Thanks for your reply :). I am new to cuda and fuse kernel, etc. Do you mind pointing me to which part I should dig into and an abstract idea of how this could be implemented? Thanks a lot.
It depends on what the gradient looks like. What's the gradient for softmax_lse?
Sorry I don't quite get what you mean :sweat_smile:.
What I expect is that given the softmax_lse of q and k of shape, let's say N x nhead x Sq x Sk, I am able to compute the gradient of the same shape for each element of softmax_lse. Afterward, the gradient of each element in softmax_lse can be further propagated through q and k. Only first order gradient is needed in my case.

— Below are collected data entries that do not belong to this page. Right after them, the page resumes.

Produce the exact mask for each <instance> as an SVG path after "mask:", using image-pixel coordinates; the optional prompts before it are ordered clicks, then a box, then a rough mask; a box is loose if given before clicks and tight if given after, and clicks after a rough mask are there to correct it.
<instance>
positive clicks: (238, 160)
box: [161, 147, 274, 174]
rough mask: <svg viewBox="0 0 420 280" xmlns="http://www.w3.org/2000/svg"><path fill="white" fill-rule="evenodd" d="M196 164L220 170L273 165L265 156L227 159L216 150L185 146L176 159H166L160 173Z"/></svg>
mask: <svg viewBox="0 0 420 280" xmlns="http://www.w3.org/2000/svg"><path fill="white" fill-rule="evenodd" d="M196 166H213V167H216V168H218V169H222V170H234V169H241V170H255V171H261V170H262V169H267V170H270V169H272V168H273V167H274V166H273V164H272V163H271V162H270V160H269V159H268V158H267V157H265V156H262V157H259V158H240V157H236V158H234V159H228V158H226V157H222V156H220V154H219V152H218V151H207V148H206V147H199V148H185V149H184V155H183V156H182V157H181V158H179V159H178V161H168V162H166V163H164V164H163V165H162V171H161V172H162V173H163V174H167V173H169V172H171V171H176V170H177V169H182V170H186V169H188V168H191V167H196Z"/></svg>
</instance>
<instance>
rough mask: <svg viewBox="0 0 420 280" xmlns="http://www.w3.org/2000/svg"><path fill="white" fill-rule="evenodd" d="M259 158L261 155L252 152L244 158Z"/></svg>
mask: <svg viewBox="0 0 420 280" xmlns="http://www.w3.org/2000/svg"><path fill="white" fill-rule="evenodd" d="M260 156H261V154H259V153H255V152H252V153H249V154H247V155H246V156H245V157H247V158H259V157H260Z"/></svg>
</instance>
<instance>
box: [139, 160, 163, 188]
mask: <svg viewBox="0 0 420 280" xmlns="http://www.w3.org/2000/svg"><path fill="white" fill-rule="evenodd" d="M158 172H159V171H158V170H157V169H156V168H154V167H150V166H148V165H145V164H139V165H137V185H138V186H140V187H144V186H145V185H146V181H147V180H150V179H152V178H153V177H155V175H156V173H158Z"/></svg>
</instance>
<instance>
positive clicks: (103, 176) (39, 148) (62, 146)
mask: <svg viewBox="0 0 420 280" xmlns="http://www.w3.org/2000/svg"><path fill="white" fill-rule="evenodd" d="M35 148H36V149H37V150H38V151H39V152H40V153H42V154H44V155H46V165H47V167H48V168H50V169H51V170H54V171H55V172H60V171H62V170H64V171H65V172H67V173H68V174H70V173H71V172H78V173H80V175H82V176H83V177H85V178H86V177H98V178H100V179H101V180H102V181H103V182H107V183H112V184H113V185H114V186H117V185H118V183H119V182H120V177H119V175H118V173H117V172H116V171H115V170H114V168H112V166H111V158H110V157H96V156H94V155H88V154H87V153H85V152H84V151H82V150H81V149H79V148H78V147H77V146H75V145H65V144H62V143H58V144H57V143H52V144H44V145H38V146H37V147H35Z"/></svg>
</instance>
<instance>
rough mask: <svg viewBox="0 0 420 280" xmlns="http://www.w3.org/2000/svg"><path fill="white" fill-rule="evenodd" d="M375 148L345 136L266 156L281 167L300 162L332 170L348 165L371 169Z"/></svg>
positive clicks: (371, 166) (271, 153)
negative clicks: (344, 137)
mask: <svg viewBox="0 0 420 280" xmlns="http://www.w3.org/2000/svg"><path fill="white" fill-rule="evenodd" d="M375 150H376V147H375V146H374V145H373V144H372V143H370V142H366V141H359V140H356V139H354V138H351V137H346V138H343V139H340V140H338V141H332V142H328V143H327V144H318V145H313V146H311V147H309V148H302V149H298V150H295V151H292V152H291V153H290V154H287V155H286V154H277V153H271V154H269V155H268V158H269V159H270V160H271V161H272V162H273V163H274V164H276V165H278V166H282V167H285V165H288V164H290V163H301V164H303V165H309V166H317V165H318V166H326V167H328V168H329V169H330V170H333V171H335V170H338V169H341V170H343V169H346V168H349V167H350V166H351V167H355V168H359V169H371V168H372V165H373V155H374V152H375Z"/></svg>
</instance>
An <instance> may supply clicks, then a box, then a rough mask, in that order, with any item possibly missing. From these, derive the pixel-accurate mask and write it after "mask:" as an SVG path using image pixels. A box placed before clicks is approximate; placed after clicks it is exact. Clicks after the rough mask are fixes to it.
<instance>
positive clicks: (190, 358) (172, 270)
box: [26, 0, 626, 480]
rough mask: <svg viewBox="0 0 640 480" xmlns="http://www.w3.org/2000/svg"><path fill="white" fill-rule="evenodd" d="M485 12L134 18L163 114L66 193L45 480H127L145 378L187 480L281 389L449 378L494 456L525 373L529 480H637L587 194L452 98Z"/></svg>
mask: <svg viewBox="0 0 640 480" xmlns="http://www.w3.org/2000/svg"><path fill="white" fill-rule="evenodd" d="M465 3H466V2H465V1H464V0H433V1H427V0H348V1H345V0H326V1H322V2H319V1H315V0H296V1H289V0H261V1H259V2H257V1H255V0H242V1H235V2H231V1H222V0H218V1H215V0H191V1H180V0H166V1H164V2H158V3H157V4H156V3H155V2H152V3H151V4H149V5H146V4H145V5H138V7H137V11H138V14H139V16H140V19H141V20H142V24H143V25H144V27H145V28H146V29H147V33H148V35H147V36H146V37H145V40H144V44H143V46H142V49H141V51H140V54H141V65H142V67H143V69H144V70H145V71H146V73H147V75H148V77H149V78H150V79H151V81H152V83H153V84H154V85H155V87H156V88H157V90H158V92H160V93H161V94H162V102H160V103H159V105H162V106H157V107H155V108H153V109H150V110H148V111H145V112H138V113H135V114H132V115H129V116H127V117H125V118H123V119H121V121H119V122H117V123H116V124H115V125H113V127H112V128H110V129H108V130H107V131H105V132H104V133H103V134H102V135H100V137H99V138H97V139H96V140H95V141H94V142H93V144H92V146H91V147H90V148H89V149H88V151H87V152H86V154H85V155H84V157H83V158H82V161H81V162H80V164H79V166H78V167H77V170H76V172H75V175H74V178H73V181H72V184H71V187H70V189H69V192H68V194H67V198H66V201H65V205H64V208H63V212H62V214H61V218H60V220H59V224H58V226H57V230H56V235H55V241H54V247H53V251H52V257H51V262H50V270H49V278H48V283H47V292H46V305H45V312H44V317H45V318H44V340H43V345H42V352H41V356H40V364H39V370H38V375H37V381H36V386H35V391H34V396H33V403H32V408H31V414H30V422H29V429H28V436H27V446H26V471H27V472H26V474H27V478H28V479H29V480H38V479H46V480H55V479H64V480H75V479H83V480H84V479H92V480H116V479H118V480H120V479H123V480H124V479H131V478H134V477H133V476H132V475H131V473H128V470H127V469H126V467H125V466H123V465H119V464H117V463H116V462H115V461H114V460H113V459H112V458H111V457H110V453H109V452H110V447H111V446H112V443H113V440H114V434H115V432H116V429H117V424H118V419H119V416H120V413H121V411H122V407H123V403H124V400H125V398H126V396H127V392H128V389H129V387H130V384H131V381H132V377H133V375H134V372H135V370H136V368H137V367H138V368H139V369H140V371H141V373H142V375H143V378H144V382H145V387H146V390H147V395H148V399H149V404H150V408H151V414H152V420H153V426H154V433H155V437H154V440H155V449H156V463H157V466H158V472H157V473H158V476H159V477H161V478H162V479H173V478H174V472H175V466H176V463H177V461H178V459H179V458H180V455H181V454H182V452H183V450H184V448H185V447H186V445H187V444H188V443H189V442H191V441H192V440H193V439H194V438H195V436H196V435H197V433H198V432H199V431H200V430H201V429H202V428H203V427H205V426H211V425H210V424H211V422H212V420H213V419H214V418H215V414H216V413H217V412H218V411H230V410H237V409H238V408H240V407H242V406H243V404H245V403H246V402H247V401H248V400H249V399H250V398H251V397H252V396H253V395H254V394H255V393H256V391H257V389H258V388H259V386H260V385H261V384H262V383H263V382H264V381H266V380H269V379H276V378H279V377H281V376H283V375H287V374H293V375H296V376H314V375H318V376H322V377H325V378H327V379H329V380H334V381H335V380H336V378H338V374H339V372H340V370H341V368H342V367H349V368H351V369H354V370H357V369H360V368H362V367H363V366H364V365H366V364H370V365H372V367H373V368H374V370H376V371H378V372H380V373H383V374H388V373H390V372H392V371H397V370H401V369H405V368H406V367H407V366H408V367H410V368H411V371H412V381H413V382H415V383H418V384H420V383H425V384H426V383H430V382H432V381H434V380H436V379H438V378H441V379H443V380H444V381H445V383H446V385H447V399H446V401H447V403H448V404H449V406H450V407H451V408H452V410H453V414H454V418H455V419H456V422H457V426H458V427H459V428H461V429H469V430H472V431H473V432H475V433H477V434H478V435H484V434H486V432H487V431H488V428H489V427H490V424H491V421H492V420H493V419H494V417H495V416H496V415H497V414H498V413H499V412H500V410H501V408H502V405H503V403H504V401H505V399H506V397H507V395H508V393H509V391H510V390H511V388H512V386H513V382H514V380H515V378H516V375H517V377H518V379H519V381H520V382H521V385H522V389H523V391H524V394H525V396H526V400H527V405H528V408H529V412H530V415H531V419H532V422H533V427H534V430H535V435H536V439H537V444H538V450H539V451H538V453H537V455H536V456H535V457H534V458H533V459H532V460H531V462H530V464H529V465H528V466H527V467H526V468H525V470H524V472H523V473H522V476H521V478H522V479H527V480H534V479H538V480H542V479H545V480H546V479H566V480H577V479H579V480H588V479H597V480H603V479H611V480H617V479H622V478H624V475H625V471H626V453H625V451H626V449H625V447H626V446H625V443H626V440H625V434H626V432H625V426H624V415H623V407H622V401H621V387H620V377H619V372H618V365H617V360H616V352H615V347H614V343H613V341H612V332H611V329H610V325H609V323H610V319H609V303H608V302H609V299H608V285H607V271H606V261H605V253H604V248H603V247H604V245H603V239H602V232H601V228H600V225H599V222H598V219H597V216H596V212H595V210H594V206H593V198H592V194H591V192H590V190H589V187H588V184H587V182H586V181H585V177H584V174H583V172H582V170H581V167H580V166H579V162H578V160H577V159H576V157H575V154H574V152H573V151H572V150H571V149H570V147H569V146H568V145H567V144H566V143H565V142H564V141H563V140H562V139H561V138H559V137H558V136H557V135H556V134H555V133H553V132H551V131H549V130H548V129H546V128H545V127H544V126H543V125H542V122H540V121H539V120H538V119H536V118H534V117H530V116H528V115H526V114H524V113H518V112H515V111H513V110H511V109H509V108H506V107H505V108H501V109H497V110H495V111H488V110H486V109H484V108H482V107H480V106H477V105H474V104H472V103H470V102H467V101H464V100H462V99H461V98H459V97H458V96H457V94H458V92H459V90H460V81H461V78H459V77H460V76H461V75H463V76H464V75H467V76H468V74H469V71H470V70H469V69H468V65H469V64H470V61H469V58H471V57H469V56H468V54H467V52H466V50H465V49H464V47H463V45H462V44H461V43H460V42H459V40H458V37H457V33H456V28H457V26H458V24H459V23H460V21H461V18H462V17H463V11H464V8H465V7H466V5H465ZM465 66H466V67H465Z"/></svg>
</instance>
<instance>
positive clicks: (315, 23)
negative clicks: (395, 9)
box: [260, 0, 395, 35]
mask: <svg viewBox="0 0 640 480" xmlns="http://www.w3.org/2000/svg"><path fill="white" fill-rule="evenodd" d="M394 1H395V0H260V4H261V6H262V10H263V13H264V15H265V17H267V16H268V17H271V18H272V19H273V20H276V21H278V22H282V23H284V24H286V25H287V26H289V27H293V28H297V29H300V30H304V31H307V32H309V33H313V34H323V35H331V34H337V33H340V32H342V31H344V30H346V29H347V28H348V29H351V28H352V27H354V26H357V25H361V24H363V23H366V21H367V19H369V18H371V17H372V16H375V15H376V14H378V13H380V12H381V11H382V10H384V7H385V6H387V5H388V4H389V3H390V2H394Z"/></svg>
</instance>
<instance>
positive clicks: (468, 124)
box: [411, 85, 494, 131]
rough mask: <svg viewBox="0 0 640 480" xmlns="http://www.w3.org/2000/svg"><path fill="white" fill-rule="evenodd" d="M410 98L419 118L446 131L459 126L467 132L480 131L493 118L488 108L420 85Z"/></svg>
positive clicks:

Well you need to work out how to compute the gradient mathematically (e.g see FlashAttention paper appendix B2) before implementing it.
Thanks a lot @tridao for the reference! Took me some time to derive the gradient of LSE w.r.t. q & k analytically:
For dq: $\frac{\partial}{\partial q}LSE(q k^T, \ \text{axis=1}) = \text{softmax}(q k^T,\ \text{axis=1})k$
For dk: $\frac{\partial}{\partial k}LSE(q k^T, \ \text{axis=1}) = \text{softmax}(q k^T,\ \text{axis=1})^T q$
Any advice for how and where should I plug this into the cuda code such that the returned softmax lse supports backprop?
Bwd pass code is here: https://github.com/Dao-AILab/flash-attention/blob/main/csrc/flash_attn/src/flash_bwd_kernel.h you can follow acc_dk and acc_dq to see how it's being computed right now.
Hi @tridao ,
I'd like to use the value of softmax_lse in my model and back-propagate gradient through it. However, I do see another discussion saying that it is not taken into account during the backward pass.
Does newer version support back-prop for softmax_lse? If not, how easy/difficult will it be to modify the cuda code to support that? Thanks in advance for any advise!